Frank shook his head in puzzlement and followed too, his movements as deliberate as if he were navigating a minefield. He closed the door behind him. Set the lock on the knob. Engaged the dead bolt. By the time he turned around, the woman had disappeared from sight.

He set off in the direction she'd gone and soon found himself in a kitchen of stainless steel and gleaming white. A dog bowl in one corner was heaped to overflowing with kibble. The woman was rooting around in the bottom of her refrigerator, the open door hiding her from view. A memory flickered across the fore of Frank's mind, of a mook he'd been sent to teach a lesson to who'd kept a backup piece inside his vegetable crisper. The asshole offered Frank a beer, all cool and civilized, reached into the fridge, and then damn near blew Frank's head off when he turned around. Thankfully, condensation kept the gun from firing or Frank wouldn't be alive today—and that mook still might be.

When the woman closed the refrigerator, Frank braced himself reflexively and eyed the nearby knife rack, but all she had in her hand was a half-empty bottle of chardonnay. She set it on the counter beside her wineglass and fetched a fresh one from the cupboard. Then she poured Frank a drink and topped up her own. He accepted it automatically, although in truth he had no idea what was going on, and it unnerved him.

“You're bleeding,” she said, nodding at the bloodstain on his shirt. Although she didn't slur her words, they came out flat and affectless. She sounded as if she'd taken something for anxiety, Valium or Xanax, before she'd started on the chardonnay.

“I cut my hand,” he said carefully. “Not badly. It's fine now.” He didn't actually know if that was true—the barbed wire had been rusty, the puncture deep—but the last thing he wanted was for her to call a doctor.

She said nothing for a full minute. Just looked at him and drank. Frank met her eyes but did not lift his glass. The dog looked back and forth expectantly between them.

“I know you,” she said finally.

Frank waited for her to continue. She didn't. “I don't understand,” he said.

“From the TV,” she replied.

Frank's guts went crawly. Gooseflesh sprung up across his skin. “I think you've got me confused with someone else.”

She shook her head. Frowned slightly, as if trying to hold on to a slippery thought. Her eyes brightened somewhat, and when she next spoke, her voice was stronger, more assured. “There's a cell-phone video the networks have been showing. A smiling family. A boat hitting the bridge. I must've seen it thirty times before I turned the news off. I couldn't stand to watch any longer. It was too horrible. You took that video, didn't you?”

Shit. If his face was out there, it was only a matter of time before the Council came for him. “Yeah,” he said, “I took it.”

“The anchor said the family in the video survived. Apparently, their eldest child was the one who uploaded the video. But no one seemed to know what became of you.”
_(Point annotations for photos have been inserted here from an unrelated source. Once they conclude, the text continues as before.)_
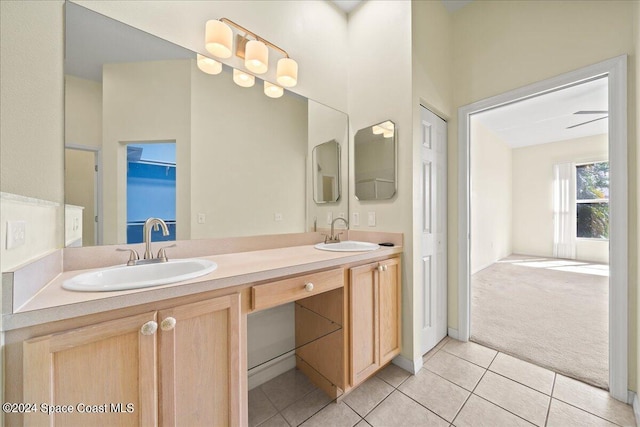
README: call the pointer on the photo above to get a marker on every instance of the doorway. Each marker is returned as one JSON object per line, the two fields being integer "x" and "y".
{"x": 83, "y": 189}
{"x": 615, "y": 71}
{"x": 151, "y": 188}
{"x": 433, "y": 255}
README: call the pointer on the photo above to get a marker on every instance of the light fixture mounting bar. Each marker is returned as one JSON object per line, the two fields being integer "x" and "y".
{"x": 257, "y": 37}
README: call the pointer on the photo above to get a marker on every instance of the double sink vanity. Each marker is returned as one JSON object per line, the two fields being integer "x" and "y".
{"x": 176, "y": 354}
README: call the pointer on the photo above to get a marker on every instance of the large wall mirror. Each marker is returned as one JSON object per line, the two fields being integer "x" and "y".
{"x": 326, "y": 172}
{"x": 375, "y": 162}
{"x": 210, "y": 157}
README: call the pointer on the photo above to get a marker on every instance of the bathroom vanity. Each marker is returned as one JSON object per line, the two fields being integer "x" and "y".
{"x": 176, "y": 354}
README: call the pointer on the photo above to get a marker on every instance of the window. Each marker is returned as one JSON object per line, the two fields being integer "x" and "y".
{"x": 592, "y": 200}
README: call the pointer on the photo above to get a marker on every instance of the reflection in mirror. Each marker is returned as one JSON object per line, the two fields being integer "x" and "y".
{"x": 240, "y": 156}
{"x": 375, "y": 162}
{"x": 326, "y": 179}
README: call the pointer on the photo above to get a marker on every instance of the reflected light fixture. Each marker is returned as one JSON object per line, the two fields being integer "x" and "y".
{"x": 218, "y": 38}
{"x": 385, "y": 129}
{"x": 243, "y": 79}
{"x": 208, "y": 65}
{"x": 256, "y": 56}
{"x": 255, "y": 52}
{"x": 272, "y": 91}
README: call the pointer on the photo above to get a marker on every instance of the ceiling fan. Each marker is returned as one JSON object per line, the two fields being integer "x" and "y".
{"x": 590, "y": 112}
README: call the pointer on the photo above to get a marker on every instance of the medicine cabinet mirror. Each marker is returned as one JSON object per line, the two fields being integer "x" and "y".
{"x": 326, "y": 172}
{"x": 375, "y": 161}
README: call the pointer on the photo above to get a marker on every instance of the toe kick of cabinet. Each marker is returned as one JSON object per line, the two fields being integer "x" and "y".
{"x": 283, "y": 291}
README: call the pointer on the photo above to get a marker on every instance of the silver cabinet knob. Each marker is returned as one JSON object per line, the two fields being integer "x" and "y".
{"x": 168, "y": 324}
{"x": 149, "y": 328}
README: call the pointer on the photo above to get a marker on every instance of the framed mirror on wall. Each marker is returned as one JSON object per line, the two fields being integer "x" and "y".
{"x": 242, "y": 159}
{"x": 375, "y": 161}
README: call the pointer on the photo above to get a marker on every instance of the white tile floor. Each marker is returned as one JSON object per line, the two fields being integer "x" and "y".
{"x": 461, "y": 384}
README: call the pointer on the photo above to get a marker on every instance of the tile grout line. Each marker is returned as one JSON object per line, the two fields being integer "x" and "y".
{"x": 546, "y": 419}
{"x": 474, "y": 388}
{"x": 487, "y": 400}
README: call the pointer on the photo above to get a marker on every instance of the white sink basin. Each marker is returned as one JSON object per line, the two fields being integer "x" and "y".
{"x": 125, "y": 277}
{"x": 347, "y": 246}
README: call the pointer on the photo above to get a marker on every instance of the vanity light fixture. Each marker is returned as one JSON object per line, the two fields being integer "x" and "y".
{"x": 255, "y": 52}
{"x": 243, "y": 79}
{"x": 273, "y": 91}
{"x": 384, "y": 128}
{"x": 208, "y": 65}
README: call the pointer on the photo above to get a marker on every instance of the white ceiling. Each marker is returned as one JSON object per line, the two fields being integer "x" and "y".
{"x": 545, "y": 118}
{"x": 451, "y": 5}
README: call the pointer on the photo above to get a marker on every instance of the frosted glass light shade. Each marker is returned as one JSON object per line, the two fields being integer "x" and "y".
{"x": 256, "y": 57}
{"x": 218, "y": 38}
{"x": 287, "y": 72}
{"x": 273, "y": 91}
{"x": 208, "y": 65}
{"x": 243, "y": 79}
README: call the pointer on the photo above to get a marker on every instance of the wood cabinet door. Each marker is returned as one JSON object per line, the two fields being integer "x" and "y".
{"x": 390, "y": 289}
{"x": 200, "y": 363}
{"x": 363, "y": 316}
{"x": 99, "y": 375}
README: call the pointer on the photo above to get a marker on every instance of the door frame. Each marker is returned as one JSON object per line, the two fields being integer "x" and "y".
{"x": 616, "y": 71}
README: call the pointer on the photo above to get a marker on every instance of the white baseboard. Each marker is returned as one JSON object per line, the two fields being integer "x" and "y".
{"x": 271, "y": 369}
{"x": 411, "y": 366}
{"x": 453, "y": 333}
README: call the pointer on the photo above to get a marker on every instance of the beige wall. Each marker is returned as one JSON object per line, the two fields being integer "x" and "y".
{"x": 533, "y": 195}
{"x": 246, "y": 164}
{"x": 491, "y": 197}
{"x": 499, "y": 46}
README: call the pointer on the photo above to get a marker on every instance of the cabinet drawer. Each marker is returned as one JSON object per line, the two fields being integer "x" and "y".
{"x": 287, "y": 290}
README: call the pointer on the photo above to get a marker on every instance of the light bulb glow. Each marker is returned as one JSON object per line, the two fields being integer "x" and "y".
{"x": 256, "y": 57}
{"x": 208, "y": 65}
{"x": 287, "y": 72}
{"x": 218, "y": 38}
{"x": 273, "y": 91}
{"x": 243, "y": 79}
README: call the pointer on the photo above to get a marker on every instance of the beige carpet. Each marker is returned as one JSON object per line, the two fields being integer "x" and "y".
{"x": 551, "y": 312}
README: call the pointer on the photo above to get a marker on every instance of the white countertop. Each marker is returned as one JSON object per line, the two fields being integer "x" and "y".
{"x": 53, "y": 303}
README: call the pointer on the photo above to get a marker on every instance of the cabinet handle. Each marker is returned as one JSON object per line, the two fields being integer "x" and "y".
{"x": 168, "y": 324}
{"x": 149, "y": 328}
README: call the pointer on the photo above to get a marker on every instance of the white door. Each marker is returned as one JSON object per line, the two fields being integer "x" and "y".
{"x": 434, "y": 229}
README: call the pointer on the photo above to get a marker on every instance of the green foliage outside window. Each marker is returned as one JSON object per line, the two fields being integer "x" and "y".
{"x": 592, "y": 195}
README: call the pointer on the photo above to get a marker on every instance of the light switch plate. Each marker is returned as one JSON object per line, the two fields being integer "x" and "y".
{"x": 371, "y": 219}
{"x": 16, "y": 233}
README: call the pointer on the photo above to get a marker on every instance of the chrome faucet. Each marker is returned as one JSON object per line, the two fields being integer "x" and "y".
{"x": 155, "y": 224}
{"x": 335, "y": 238}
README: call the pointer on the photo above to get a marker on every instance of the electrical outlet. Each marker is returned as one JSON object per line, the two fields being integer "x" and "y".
{"x": 371, "y": 219}
{"x": 16, "y": 233}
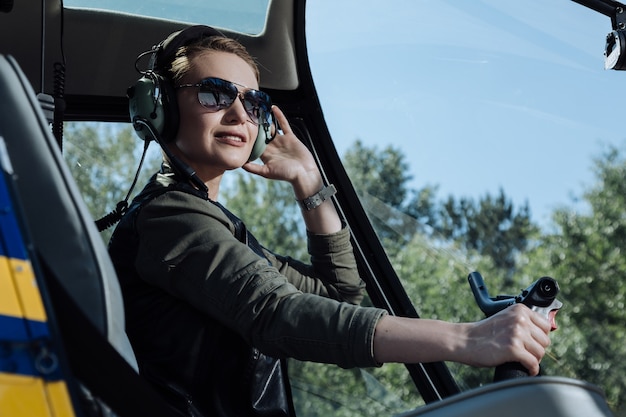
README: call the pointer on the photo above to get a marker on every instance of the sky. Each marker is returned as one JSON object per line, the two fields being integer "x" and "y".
{"x": 478, "y": 95}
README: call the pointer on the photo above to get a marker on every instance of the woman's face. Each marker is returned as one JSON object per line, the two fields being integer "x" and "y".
{"x": 212, "y": 143}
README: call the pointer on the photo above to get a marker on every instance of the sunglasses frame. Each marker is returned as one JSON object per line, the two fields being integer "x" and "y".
{"x": 210, "y": 85}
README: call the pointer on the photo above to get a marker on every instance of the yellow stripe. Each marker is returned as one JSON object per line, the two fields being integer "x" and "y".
{"x": 19, "y": 293}
{"x": 23, "y": 396}
{"x": 28, "y": 290}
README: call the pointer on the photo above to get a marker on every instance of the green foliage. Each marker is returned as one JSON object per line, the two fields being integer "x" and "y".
{"x": 269, "y": 210}
{"x": 490, "y": 226}
{"x": 103, "y": 159}
{"x": 586, "y": 255}
{"x": 433, "y": 245}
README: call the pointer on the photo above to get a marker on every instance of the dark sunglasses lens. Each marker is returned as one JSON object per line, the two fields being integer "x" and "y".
{"x": 216, "y": 94}
{"x": 258, "y": 105}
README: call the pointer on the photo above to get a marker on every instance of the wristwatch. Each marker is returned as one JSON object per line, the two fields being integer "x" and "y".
{"x": 318, "y": 198}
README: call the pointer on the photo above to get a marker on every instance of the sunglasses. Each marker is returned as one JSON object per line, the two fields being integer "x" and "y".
{"x": 216, "y": 94}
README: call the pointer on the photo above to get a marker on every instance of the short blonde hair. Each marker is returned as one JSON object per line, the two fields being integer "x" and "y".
{"x": 182, "y": 60}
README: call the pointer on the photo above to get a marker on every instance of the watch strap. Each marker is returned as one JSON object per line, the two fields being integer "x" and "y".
{"x": 318, "y": 198}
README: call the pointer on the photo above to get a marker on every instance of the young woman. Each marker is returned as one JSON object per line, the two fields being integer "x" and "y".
{"x": 208, "y": 308}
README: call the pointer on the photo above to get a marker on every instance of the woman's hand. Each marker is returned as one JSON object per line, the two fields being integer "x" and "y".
{"x": 286, "y": 158}
{"x": 515, "y": 334}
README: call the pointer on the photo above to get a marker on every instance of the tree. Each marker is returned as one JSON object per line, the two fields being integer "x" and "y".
{"x": 490, "y": 226}
{"x": 103, "y": 159}
{"x": 380, "y": 179}
{"x": 269, "y": 210}
{"x": 586, "y": 255}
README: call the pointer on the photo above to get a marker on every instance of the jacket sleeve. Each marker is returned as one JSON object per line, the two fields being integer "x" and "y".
{"x": 187, "y": 248}
{"x": 333, "y": 271}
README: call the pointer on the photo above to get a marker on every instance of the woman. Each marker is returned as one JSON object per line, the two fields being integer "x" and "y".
{"x": 203, "y": 299}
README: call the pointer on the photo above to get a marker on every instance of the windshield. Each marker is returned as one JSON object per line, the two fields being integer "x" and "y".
{"x": 245, "y": 16}
{"x": 487, "y": 136}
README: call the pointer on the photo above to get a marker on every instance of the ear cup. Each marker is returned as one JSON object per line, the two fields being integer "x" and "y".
{"x": 266, "y": 134}
{"x": 260, "y": 143}
{"x": 152, "y": 99}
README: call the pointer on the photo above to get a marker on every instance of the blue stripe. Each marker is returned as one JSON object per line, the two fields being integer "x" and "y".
{"x": 11, "y": 243}
{"x": 25, "y": 349}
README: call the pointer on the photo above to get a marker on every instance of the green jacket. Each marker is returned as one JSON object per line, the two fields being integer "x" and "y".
{"x": 191, "y": 288}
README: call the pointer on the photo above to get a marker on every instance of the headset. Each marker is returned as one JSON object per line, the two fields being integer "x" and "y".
{"x": 152, "y": 98}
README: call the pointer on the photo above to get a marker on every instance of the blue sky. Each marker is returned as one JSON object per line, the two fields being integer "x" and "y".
{"x": 479, "y": 95}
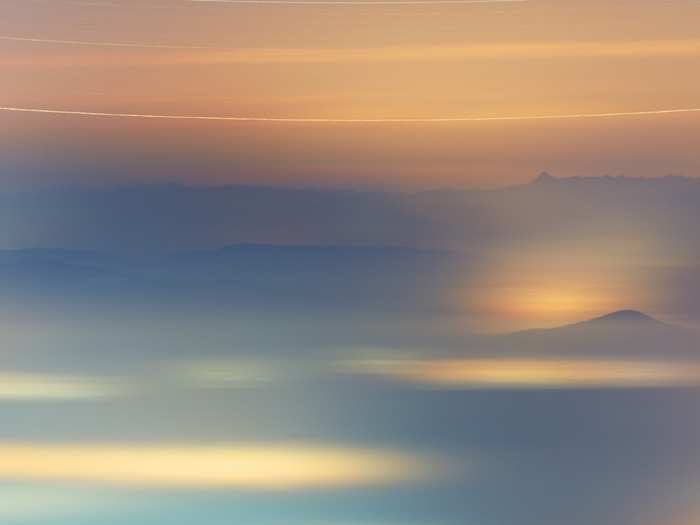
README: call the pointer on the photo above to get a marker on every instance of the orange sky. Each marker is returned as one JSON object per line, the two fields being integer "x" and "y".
{"x": 512, "y": 59}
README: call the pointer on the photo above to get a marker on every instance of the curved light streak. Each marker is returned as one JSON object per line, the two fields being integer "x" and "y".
{"x": 356, "y": 3}
{"x": 322, "y": 120}
{"x": 91, "y": 43}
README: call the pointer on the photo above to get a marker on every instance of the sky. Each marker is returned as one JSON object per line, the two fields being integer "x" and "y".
{"x": 473, "y": 60}
{"x": 285, "y": 262}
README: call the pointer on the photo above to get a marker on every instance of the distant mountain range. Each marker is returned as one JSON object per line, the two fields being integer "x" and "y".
{"x": 167, "y": 218}
{"x": 623, "y": 333}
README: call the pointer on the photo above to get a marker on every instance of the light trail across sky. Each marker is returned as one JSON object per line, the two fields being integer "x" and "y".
{"x": 91, "y": 43}
{"x": 323, "y": 120}
{"x": 358, "y": 2}
{"x": 301, "y": 3}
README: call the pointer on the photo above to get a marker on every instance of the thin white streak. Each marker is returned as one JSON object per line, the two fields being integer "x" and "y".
{"x": 357, "y": 3}
{"x": 321, "y": 120}
{"x": 303, "y": 3}
{"x": 98, "y": 44}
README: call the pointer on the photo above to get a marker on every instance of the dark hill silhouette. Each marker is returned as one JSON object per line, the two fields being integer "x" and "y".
{"x": 623, "y": 333}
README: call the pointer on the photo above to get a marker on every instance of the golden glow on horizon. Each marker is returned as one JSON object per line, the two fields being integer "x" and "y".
{"x": 556, "y": 373}
{"x": 255, "y": 467}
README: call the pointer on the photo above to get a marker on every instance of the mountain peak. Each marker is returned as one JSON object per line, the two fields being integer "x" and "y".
{"x": 544, "y": 178}
{"x": 625, "y": 316}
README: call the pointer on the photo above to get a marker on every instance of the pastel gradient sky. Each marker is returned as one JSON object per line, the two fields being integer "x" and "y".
{"x": 536, "y": 57}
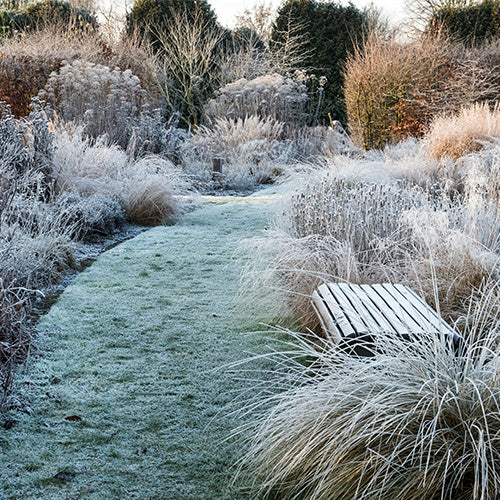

“I'm glad they're okay,” he said. “We were separated by the blast.” He offered neither details about himself nor explanations of why he'd shown up at her house, which was two miles from where he'd last been seen.

Silence descended once more. The woman sipped her wine. Frank ignored his. She was trembling, Frank realized—her wedding ring clinked against her wineglass as she raised it to her lips.

“I'm not going to hurt you,” he said.

She blinked at him in confusion.

“You're shaking,” he added, by way of explanation.

“Oh. I'm not…It's just…” She waved her hand as if the gesture were sufficient to finish her thought, which Frank supposed it was.

“Did the people on the news ever mention my name?”

“If they did,” she said, “I don't remember.”

“It's Max,” he said, “Max Rausch.” Max Rausch was the name on all his fake IDs.

“I wish I could say it's nice to meet you, Max. I'm Lois.” She raised her glass in a halfhearted toast. Frank did the same with his. Then they drank, two strangers in a quiet house—he a sip, she the entire glass.